Sometimes people ask me if sewing clothes saves money. The shortest answer is no. There’s a bit of nuance to it, but between the cost of good materials and the time it takes and the mistakes made and projects thrown out, there are few to no savings of time or money. It’s a pleasure and a hobby more than a habit of frugality.
However. Mending and alterations absolutely do save money, because I can make items last much longer with a very small investment. I’m going to bunch these little fixes together as I work through my mending pile.

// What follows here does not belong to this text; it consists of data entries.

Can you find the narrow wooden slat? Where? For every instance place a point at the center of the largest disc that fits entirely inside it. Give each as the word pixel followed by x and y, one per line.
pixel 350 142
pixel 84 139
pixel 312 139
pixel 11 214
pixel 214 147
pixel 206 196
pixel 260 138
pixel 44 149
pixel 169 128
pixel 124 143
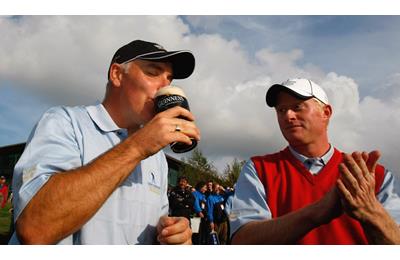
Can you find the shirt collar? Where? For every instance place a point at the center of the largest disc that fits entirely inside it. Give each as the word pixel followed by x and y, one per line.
pixel 324 159
pixel 102 118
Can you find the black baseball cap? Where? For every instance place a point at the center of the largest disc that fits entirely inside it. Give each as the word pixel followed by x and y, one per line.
pixel 182 61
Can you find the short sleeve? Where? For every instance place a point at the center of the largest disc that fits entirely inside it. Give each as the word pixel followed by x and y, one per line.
pixel 51 148
pixel 249 201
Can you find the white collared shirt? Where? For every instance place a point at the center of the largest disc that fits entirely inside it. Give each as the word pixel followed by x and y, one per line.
pixel 70 137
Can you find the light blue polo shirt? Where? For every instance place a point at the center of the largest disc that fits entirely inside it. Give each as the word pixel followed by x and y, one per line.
pixel 249 202
pixel 66 138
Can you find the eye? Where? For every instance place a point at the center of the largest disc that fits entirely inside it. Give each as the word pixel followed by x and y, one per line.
pixel 298 107
pixel 152 71
pixel 281 110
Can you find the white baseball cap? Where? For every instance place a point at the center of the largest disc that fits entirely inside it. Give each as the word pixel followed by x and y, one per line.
pixel 301 88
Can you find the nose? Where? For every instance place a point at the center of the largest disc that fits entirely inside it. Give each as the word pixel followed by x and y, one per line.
pixel 165 80
pixel 289 115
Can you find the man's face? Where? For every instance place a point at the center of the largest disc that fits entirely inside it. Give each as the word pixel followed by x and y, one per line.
pixel 301 122
pixel 182 184
pixel 203 189
pixel 139 86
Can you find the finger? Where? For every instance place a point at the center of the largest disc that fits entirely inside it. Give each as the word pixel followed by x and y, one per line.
pixel 176 233
pixel 373 160
pixel 186 127
pixel 176 239
pixel 177 112
pixel 348 179
pixel 361 170
pixel 365 156
pixel 177 225
pixel 344 193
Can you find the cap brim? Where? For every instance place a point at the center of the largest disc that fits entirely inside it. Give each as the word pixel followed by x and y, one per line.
pixel 273 91
pixel 183 62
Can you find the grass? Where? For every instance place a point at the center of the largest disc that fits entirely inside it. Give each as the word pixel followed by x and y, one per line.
pixel 5 220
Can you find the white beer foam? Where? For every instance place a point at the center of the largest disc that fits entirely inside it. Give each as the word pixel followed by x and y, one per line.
pixel 171 90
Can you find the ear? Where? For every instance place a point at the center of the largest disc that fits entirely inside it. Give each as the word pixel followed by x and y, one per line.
pixel 116 74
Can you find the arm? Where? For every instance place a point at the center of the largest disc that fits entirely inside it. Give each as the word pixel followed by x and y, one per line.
pixel 69 199
pixel 196 204
pixel 174 231
pixel 357 190
pixel 291 227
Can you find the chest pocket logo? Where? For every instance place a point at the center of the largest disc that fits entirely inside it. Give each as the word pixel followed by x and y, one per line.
pixel 153 185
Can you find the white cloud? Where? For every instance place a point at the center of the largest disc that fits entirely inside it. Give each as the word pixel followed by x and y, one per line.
pixel 66 59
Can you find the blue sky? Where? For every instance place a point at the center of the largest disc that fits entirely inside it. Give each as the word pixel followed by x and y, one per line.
pixel 53 60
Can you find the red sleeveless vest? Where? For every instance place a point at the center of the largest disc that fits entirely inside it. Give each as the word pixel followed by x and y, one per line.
pixel 290 186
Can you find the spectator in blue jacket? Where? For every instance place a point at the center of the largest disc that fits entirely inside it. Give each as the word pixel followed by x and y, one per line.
pixel 200 204
pixel 216 214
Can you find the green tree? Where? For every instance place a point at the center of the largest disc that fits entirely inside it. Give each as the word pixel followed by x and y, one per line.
pixel 198 168
pixel 232 171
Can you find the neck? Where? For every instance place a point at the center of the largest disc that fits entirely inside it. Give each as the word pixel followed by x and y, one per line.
pixel 118 117
pixel 311 150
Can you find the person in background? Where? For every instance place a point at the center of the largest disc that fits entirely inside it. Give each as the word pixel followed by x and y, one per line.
pixel 216 213
pixel 181 199
pixel 97 174
pixel 3 192
pixel 310 192
pixel 200 210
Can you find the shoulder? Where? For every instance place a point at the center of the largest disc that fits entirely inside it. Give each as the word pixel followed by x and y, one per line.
pixel 272 157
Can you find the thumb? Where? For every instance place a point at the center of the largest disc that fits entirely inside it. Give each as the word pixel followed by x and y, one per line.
pixel 372 161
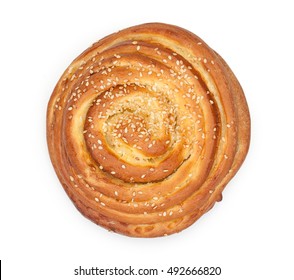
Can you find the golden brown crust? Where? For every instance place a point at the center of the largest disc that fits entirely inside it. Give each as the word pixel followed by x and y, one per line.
pixel 145 129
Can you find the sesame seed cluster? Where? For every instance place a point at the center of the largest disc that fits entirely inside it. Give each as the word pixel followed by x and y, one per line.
pixel 145 128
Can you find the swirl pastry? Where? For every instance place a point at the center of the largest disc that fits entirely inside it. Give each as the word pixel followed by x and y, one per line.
pixel 145 129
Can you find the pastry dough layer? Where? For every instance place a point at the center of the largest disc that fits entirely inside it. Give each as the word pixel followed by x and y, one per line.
pixel 145 129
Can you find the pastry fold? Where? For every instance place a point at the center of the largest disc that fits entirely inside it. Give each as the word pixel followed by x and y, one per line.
pixel 145 129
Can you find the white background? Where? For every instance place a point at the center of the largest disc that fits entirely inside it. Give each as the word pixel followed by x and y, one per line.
pixel 249 234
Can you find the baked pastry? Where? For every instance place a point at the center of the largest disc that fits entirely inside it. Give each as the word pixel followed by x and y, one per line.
pixel 145 129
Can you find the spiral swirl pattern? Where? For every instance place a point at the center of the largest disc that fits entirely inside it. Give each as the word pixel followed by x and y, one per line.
pixel 145 128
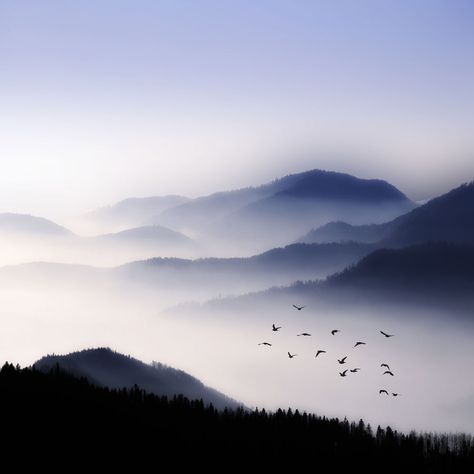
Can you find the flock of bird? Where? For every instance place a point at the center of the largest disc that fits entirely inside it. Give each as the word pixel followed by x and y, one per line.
pixel 341 361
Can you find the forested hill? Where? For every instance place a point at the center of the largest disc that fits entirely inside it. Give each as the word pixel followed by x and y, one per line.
pixel 52 416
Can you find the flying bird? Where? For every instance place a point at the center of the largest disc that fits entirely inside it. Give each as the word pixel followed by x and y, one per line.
pixel 299 308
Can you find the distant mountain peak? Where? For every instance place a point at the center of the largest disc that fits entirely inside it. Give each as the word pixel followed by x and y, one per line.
pixel 28 224
pixel 105 367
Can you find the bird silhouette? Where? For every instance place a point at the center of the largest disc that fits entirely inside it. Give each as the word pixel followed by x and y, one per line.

October 27: A cardigan. I bought it from Joe Fresh around 2012 or 2013. It’s been demoted over time, from a synagogue/holiday sweater, to a nice school sweater, to a casual-only sweater as it’s gotten more faded and ever-so-slightly pilled. It’s got plenty of life yet, but I wanted to stop it from gaping. My grandma taught me to sew up my cardigans to keep them from gaping; it makes it function like a plain t-shirt while looking nicer. I just did two invisible lines of hand-stitching, one on either side of the button-band, to keep the front shut.
Terrible photos, but you get the idea. No gaping!
October 29: I put on my socks and noticed a hole. I took the same needle that I used two days ago, still with a tail of red thread, and took about 30 seconds to do ladder-stitch it shut. Ladder stitch is stretchy, but only in one direction; I worked the hole shut horizontally to maintain the stretch of the sock.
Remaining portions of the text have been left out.